San Diego, California
November 21-23, 2019
Nonprofits and Philanthropy in a Polarized World: Speaking Truth to Power and Using Power to Speak Truth
We live in an increasingly polarized world—full of dichotomies and dualisms: Us versus them, the haves and the have nots, “light” versus “dark,” good versus evil. We see this in diverse settings around the globe: contested transitions of power in the Republic of Congo and elsewhere, refugees fleeing violence in Syria and Central America, nativist reactions to immigrant “others” in European countries absorbing refugees. In the US the intensity of us versus them results in loss of civil discourse, challenges to democratic norms and practices, and violent acts against the “other.” Intentional polarization can be a powerful tool for silencing and intimidating the voices of the marginalized and the oppressed… and, at times, magnifying the voices of those at the fringes of society.
Nonprofits, NGOs, and voluntary associations are inextricably linked to the economic, political, and socially polarized world in which we inhabit. As scholars and practitioners, we focus on the good that our sector brings to the world through NGO relief organizations aiding the displaced, philanthropists donating to help the poor and disadvantaged, activists peacefully organizing to bring change, faith-based institutions providing sanctuary and community. But there is also a dark side: hate groups organized as nonprofits advancing xenophobic, racist, and sexist agendas; dark money in politics undermining democratic processes and policies for the common good; and voluntary actions with the intention to cause harm.

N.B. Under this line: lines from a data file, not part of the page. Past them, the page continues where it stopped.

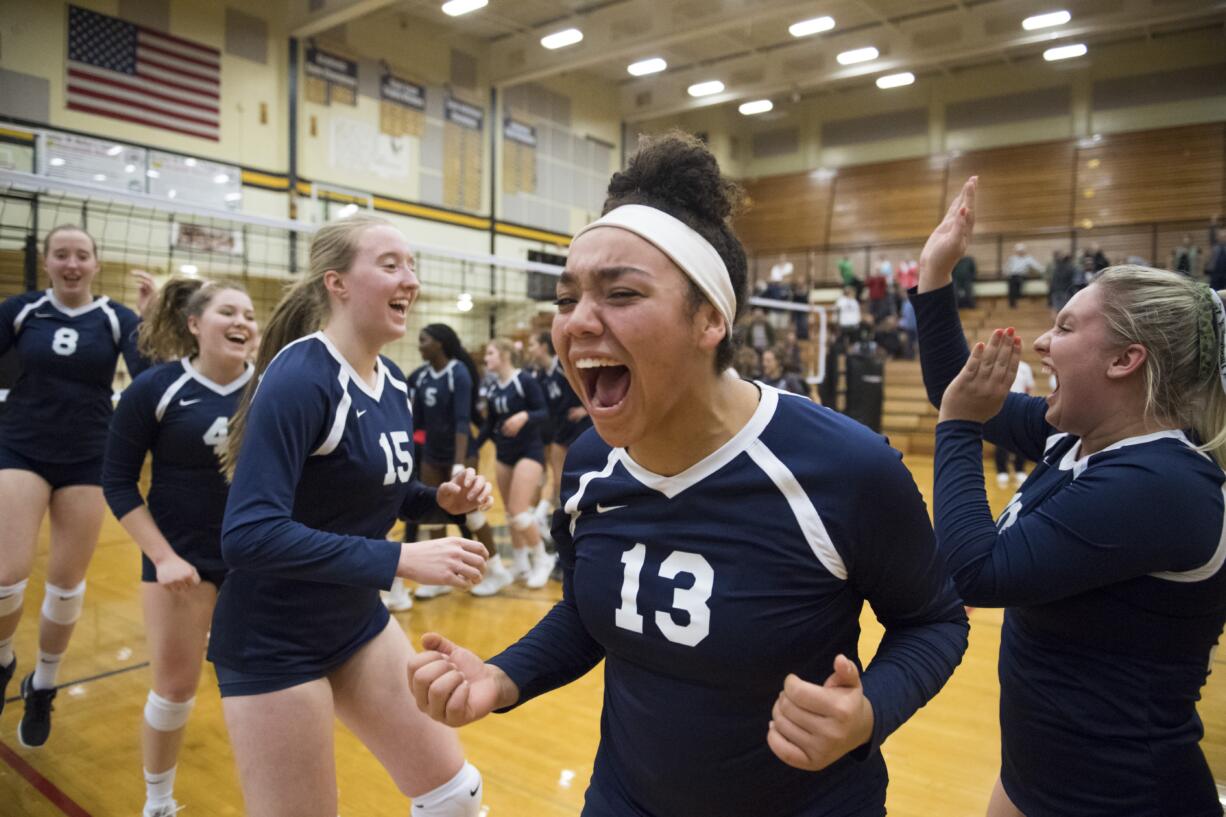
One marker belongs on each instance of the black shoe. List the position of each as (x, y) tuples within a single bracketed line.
[(36, 724), (5, 677)]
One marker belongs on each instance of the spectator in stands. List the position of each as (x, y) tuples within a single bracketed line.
[(774, 375), (964, 281), (1059, 281), (847, 308), (847, 272), (1016, 268), (1184, 258)]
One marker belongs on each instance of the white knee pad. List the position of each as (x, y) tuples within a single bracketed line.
[(63, 606), (11, 595), (460, 796), (167, 715)]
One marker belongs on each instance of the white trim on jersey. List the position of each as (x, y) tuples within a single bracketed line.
[(671, 486), (229, 388), (28, 308), (380, 369), (342, 414), (168, 395), (571, 506), (802, 507)]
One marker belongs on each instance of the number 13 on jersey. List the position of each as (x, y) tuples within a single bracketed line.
[(693, 600)]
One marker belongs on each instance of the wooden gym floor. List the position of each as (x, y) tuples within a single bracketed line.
[(536, 761)]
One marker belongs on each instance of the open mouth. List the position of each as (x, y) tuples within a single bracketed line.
[(606, 382)]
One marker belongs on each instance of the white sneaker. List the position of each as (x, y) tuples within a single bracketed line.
[(397, 599), (540, 574), (497, 577)]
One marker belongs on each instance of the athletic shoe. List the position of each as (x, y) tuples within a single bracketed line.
[(36, 724), (540, 574), (166, 809), (497, 577), (5, 677), (399, 600)]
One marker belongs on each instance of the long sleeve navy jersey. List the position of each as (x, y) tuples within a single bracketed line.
[(703, 590), (182, 417), (60, 406), (324, 470), (1110, 566)]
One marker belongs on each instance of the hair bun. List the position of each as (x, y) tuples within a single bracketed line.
[(676, 168)]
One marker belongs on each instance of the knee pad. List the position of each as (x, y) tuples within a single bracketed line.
[(167, 715), (63, 606), (11, 596), (460, 796)]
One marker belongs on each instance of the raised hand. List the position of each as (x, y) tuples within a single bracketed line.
[(465, 492), (980, 389), (812, 725), (455, 687), (451, 561), (949, 241)]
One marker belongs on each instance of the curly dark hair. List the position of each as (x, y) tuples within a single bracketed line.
[(677, 173)]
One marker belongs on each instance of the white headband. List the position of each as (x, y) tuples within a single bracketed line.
[(681, 243), (1220, 323)]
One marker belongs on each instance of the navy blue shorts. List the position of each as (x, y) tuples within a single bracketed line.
[(212, 575), (58, 475)]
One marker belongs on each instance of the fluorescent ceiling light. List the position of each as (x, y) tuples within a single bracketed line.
[(1046, 21), (1064, 52), (654, 65), (562, 38), (895, 80), (456, 7), (814, 26), (705, 88), (857, 55)]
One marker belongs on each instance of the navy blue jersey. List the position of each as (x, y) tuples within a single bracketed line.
[(183, 418), (703, 590), (59, 409), (1110, 567), (443, 406), (560, 399), (324, 471), (517, 393)]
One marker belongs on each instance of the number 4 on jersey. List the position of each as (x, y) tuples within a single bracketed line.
[(693, 600)]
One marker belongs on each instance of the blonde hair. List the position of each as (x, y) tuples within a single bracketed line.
[(302, 310), (163, 334), (1173, 318)]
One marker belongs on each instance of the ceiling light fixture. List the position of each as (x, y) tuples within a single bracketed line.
[(858, 55), (814, 26), (456, 7), (705, 88), (562, 38), (1046, 20), (652, 65), (895, 80), (1064, 52)]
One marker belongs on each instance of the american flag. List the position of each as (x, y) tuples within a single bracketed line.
[(126, 71)]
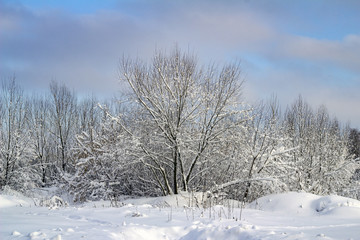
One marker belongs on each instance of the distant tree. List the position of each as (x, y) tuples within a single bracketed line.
[(354, 142), (14, 147), (63, 120), (182, 108)]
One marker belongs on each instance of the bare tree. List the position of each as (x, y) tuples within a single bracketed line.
[(14, 137), (184, 107), (63, 117)]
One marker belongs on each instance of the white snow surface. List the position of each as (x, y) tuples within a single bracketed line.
[(281, 216)]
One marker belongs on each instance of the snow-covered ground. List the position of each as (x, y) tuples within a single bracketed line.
[(282, 216)]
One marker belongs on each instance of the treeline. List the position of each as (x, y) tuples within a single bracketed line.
[(176, 127)]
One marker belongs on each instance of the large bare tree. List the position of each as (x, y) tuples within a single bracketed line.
[(183, 111)]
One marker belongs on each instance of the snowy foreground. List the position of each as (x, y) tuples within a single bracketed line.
[(282, 216)]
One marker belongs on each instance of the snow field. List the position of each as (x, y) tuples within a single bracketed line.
[(281, 216)]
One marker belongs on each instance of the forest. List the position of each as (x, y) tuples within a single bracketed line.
[(176, 126)]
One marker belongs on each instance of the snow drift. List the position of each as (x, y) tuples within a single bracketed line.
[(280, 216)]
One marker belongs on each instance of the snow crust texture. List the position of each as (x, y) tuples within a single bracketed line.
[(281, 216)]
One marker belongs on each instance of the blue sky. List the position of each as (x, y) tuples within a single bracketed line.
[(286, 47)]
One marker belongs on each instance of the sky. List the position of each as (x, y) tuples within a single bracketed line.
[(286, 48)]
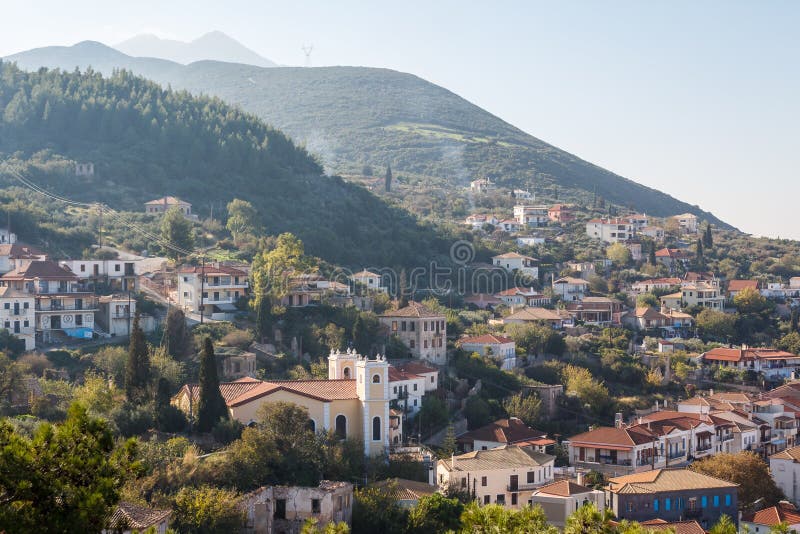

As scholars and practitioners, we call on the community to grapple with dualisms and the role of the sector to identify and ameliorate dichotomies, to champion successful bridging and bonding strategies, to courageously speak truth to power, and continue to advance missions and values for the common good. We especially encourage submissions that address polarization, explore dualisms and dichotomies from multidisciplinary lenses: What can we learn from the humanities about understanding dualism? From historians about philanthropy's role during historical patterns of polarization? From political scientists about the 501(c)4 and 527 nonprofits contributing to polarization? From linguists about the framing and use of language that creates and exacerbates dichotomies? From economists about inequality and the role of the nonprofit sector in mitigating impacts? From public administration scholars about sector relationships that facilitate dichotomy and dualism? From sociologists about how class, race, ethnicity, and gender divide and unite? We invite practitioners to explore how sector leadership combats polarization. There are big questions to ponder such as how do foundations combat or contribute to economic, political, and social divides? What role does wealth as expressed through individual philanthropy contribute to or mitigate polarization? What role do or should lesser studied nonprofits, such as unions, have in a polarized world? What role can and do cooperatives and other forms of social enterprise have in creating solutions?
The 2019 ARNOVA conference will be in San Diego, CA, a city at the heart of the emerging Cali-Baja Binational Mega Region, which encompasses the area known as California – Baja Mexico. With a combined population of more than 6.5 million, CaliBaja boasts the largest concentration of persons living along the U.S.-Mexico border, near perfect weather, natural beauty, a world-famous zoo, and is home to more than 90 colleges and universities and over 80 research institutes. Despite these desirable characteristics, San Diego’s nonprofit and philanthropic sector finds itself at the intersection of many of the most polarizing issues facing contemporary civil society. The region is at the frontlines of the immigration debate—grappling with the dualism of sustaining a binational community and militarily enforcing border protection. San Diego is a hotbed of innovation; yet, the city grapples with extremes in wealth, a growing homeless population, and a shortage of affordable housing. San Diego’s prized natural beauty is threatened by environmental regulatory changes, population growth pressures, and climate change. In the face of these challenges, the region is leveraging its many existing resources to innovate and model sustainable solutions. Thus, San Diego provides a timely and germane setting for a meeting of nonprofit and philanthropy scholars to discuss how nonprofits speak truth to power and use their power to speak truth.